Nuit d’été

Contes, récits et nouvelles de David Giuliano
Désert du Nevada. Une nuit étoilée sans le moindre nuage à l’horizon. Température extérieure : 30 degrés.
Miguel est allongé sur le toit de sa voiture. Il a des cheveux noirs courts, des yeux gris, une barbe de trois jours. Il a enlevé son t-shirt et l’a roulé en boule sous sa tête. Son torse est moite. Cette nuit est sans doute la nuit la plus chaude de l’été. Il a les yeux fixés sur les étoiles. Il a tenté de les compter mais s’est arrêté à 327. Depuis tout petit, il est convaincu que toutes ces étoiles sont les âmes des défunts qui veillent sur les vivants. Et s’il cherche assez longtemps, peut-être qu’il trouvera son étoile protectrice… ?
Miguel se relève et observe les alentours. Personne. Où sont-ils donc passés ? Ils ne devaient en avoir que pour une demi-heure maximum, et cela fait plus d’une heure qu’il attend comme un idiot sur le toit de cette voiture à la peinture rouge qui a pali avec le temps. Il saute d’un bond sur l’asphalte et allume la radio. Le son crépite, puis une vieille chanson espagnole se fait entendre. Miguel ramasse un caillou sur le sol et le jette vers le cactus sur le bord de la route. Il le rate impeccablement.

— Madre de dios ! A ce rythme, quand ils reviendront, je ne serai plus qu’un squelette.
— T’inquiète pas, gringo. Nous revoilà. Fallait pas te foutre à poil pour nous, tu sais.

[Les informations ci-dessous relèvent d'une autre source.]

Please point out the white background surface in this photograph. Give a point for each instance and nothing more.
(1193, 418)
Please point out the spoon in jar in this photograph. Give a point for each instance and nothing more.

Un jeune homme aux longs cheveux noirs et portant des lunettes de soleil marche vers Miguel. Il referme la braguette de son bermuda et a jeté nonchalamment son t-shirt rouge sur son épaule droite. A ses côtés, une jeune femme brune. Elle tapote sa jupe plissée rose pour enlever le sable et la poussière qui s’y trouvent. Elle avance vers Miguel et lui dépose un baiser sur la joue.

— Merci frérot. Je te revaudrai ça.
— Laisse tomber. Faut vraiment rentrer là. On est à la bourre par votre faute, mais papá va encore me le reprocher. Comme pour tout, d’ailleurs.
— Fais pas cette tronche. Ça va s’arranger. Et puis, tu es fort, non ? Tu sais que tu pourras toujours compter sur ta sœur préférée.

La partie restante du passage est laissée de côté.